De Zwarte Cross is weer voorbij met dit jaar als onbetwist hoogtepunt: de gospelkerk. Voor de deur stond een bord: voor het zingen de kerk uit. Daar heb ik me niet aan gehouden.Ik heb dagenlang meegezongen, geklapt en gedanst. De koorleden gingen uit hun dak en er zaten zelfs een paar swingende blanken tussen! Gelukkig waren de teksten eenvoudig mee te zingen: ‘Jesus is my guide, Halleluja.’ Het gospelkoor werd begeleid door extreem coole, zwarte muzikanten.

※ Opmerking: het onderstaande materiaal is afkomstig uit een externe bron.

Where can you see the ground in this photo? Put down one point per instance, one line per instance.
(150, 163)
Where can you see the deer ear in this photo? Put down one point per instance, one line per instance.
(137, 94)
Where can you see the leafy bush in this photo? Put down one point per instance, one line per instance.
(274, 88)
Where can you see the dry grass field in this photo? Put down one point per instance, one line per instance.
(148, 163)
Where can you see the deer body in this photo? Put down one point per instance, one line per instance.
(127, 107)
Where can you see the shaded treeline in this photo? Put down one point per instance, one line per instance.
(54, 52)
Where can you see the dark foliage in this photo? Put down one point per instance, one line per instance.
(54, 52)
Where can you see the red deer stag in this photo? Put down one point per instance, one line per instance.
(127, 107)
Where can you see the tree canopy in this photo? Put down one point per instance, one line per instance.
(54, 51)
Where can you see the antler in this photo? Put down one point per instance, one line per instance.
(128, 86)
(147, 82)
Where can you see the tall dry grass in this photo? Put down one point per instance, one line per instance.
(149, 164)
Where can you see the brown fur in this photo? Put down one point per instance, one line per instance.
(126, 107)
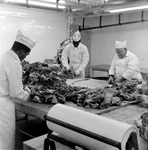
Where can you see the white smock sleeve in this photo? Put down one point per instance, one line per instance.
(112, 67)
(14, 75)
(65, 57)
(85, 59)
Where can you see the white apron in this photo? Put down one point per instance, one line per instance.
(121, 67)
(75, 66)
(7, 124)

In 1989 werkte ik een tijd in Amerika en bezocht daar regelmatig gospeldiensten. Ik kwam in Nederland zelden in een kerk maar dit wilde ik wel: ‘Praise the Lord’zingen met zwarte muzikanten. Terug in Nederland deed ik auditie bij een gospelkoor in de Bijlmer. De zangauditie ging goed: ze hoorden door mijn witheid mijn zwarte ziel. Daarna kwam de vraag of ik Jezus als mijn herder zag. Die vraag heb ik vakkundig omzeild: “We hebben allemaal een herder in ons hart.” Ik werd niet aangenomen omdat ik niet in de groep paste. Ik was vast te blank. Terwijl ik er destijds van overtuigd was dat ik zwart was en niemand het doorhad. Ik schijn officieel tot het Germaanse ras te horen, maar dat associeer ik voornamelijk met planning, structuur, aangeharktheid en doe maar gewoon dan doe je gek genoeg. En gedram met op tijd komen. Ik herkende me er totaal niet in. In de jaren 80 waren mijn leeftijdgenoten idolaat van Madonna en de Simple Minds. Mijn helden waren zwarte Motownartiesten: Stevie Wonder is mijn God.

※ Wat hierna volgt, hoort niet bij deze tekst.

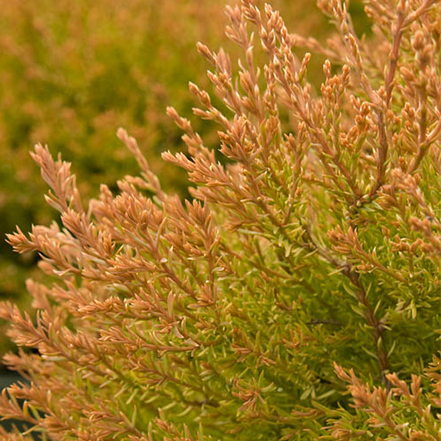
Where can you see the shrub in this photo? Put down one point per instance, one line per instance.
(295, 296)
(71, 72)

Nu ben ik weer terug bij af door de Zwarte Cross. Ik wil nog steeds bij een gospelkoor en zingen over ‘My Lord, our saviour.’ We hebben allemaal helden nodig; als we er niemand mee lastig vallen is er niks aan de hand. Ik denk gewoon aan Stevie Wonder als we het over ‘the Lord’ hebben. Nu nog op zoek naar genoeg zwarte broeders en zusters in de Achterhoek.